- Born: 23 March 1936 Dokki, Egypt
- Died: 5 January 1963 (aged 26)
- Cause of death: Suicide
- Resting place: Cairo, Egypt
- Notable work: Love and Silence

= Enayat al-Zayyat =

Egyptian writer

Enayat al-Zayyat (عنايات الزيات; 23 March 1936 – 5 January 1963) was an Egyptian writer born in Cairo. She was considered one of Egypt's most prominent women writers who committed suicide. She wrote a single novel that impressed many Egyptian critics and writers, Love and Silence (original: al-Ḥubb wa-al-ṣamt) (1967), which was presented by writer Mustafa Mahmoud.

== Life ==
Her mysterious suicide at a young age and the release of her posthumous novel gave rise to her name in the Arab world at the time. In addition, a film and a radio drama inspired by the novel were also produced.
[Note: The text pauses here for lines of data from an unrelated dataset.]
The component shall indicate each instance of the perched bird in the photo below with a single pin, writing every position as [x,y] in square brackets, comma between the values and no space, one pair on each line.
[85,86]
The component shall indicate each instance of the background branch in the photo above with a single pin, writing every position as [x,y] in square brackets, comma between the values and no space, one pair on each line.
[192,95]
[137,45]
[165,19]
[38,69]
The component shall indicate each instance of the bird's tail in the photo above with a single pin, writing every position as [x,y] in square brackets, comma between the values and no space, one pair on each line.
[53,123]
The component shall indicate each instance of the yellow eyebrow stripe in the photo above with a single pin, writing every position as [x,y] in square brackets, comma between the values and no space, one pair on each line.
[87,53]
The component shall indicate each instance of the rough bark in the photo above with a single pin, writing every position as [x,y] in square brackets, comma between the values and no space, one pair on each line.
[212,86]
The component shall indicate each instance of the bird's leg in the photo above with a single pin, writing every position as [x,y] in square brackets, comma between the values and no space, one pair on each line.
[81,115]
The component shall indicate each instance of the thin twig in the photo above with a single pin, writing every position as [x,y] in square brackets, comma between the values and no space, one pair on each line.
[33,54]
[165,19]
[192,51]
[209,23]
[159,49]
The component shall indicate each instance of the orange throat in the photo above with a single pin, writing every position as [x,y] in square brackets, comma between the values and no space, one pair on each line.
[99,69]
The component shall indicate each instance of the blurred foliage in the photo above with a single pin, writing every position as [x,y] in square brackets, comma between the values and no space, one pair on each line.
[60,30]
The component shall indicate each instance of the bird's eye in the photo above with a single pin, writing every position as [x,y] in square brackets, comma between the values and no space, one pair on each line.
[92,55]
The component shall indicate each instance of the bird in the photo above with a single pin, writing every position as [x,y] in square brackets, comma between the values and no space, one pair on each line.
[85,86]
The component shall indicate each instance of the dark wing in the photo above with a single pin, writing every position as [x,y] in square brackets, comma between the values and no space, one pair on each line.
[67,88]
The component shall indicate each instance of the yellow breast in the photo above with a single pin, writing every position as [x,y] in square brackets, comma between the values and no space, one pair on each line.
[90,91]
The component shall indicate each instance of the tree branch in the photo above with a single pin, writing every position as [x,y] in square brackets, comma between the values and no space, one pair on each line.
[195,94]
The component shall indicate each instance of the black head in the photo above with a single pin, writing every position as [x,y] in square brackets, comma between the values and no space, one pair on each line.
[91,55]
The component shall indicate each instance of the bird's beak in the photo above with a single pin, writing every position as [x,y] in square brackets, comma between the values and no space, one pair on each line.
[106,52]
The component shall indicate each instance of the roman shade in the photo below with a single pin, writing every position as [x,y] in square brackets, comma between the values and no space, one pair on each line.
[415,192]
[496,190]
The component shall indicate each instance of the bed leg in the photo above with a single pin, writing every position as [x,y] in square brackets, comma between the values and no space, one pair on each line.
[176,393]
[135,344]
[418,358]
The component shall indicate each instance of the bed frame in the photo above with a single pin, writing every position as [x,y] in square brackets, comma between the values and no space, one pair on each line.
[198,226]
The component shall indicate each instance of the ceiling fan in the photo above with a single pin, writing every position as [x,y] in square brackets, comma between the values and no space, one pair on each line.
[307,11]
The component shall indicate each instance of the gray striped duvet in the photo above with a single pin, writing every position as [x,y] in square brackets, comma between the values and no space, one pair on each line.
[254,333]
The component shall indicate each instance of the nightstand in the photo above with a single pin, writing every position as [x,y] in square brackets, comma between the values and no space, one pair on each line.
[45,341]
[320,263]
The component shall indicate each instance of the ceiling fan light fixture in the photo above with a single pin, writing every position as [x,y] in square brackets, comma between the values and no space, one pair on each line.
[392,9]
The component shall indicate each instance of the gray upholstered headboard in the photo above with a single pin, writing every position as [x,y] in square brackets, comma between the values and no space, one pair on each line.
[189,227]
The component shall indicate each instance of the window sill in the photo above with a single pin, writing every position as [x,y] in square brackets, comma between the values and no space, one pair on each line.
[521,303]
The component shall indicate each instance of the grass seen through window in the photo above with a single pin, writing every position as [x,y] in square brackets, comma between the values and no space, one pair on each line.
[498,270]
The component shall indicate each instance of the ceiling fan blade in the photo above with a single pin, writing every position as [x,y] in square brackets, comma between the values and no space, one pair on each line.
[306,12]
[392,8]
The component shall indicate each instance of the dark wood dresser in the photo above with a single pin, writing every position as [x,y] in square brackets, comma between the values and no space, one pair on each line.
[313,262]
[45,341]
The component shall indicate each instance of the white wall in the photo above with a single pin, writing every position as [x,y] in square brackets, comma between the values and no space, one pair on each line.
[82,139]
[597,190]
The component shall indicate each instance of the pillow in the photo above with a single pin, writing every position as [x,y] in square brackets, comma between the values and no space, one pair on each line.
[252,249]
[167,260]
The name Enayat al-Zayyat resurfaced after an absence when the Mahrousa Center For Publishing reprinted her novel in 2019. In November 2019, poet Iman Mersal wrote a book about her, trying to trace her lineage, uncover her biography, and the secret behind her suicide, titled In the Wake of al-Zayyat (original: Fī athar ʻInāyāt al-Zayyāt).
The second edition of In the Wake of al-Zayyat was published in January 2020, while the third was published in March 2020.

== Al-Musawar interview ==
The interview published on 16 May 1967 in Al-Musawar magazine titled "Nadia Lutfi Tells the Secret of al-Zayyat's Suicide," is one of the best sources of information available about the author, in which Lutfi points out that al-Zayyat was her early childhood colleague, that she sat next to her at school and found out that she loved painting like she did. In this interview, Lutfi states that they used to study and go to the movies together. Lutfi also points out that al-Zayyat sent her novel Love and Silence to the publishers, who first failed to respond and later rejected the book, claiming it was not fit for publication.

=== Education and marriage ===
She went to school but stopped attending it in 1955. She married Kamal Ben-Shaheen in 1956. Lutfi also points out that al-Zayyat began to have trouble in her married life. After her divorce, al-Zayyat faced a harsh reality and regretted not completing her studies and marriage. According to information available, al-Zayyat had a son, Abbas Shaheen, who graduated from the Faculty of Archaeology, married, and died young, as mentioned in In the Wake of al-Zayyat. Moreover, al-Zayyat had left a speech to her son apologizing to him for her inability to endure a cruel and dark life.

On 18 March 1967, Anis Mansour published "But Her Book was Published Years After Her Death," an article in Al-Qahariya newspaper, in which he referred to her presentation of her literary output of articles, a short story project, and reflections as "humble". In her book, Iman Mersal points out that writer Anis Mansour dedicated most of the article to the presentation of the novel's plot and excerpts, but in the meantime gave scattered information about what he knew about al-Zayyat, including that he gave her his observations on the draft of her novel, which she refused to follow, and that the writer barely knew Arabic and that all her studies were in German.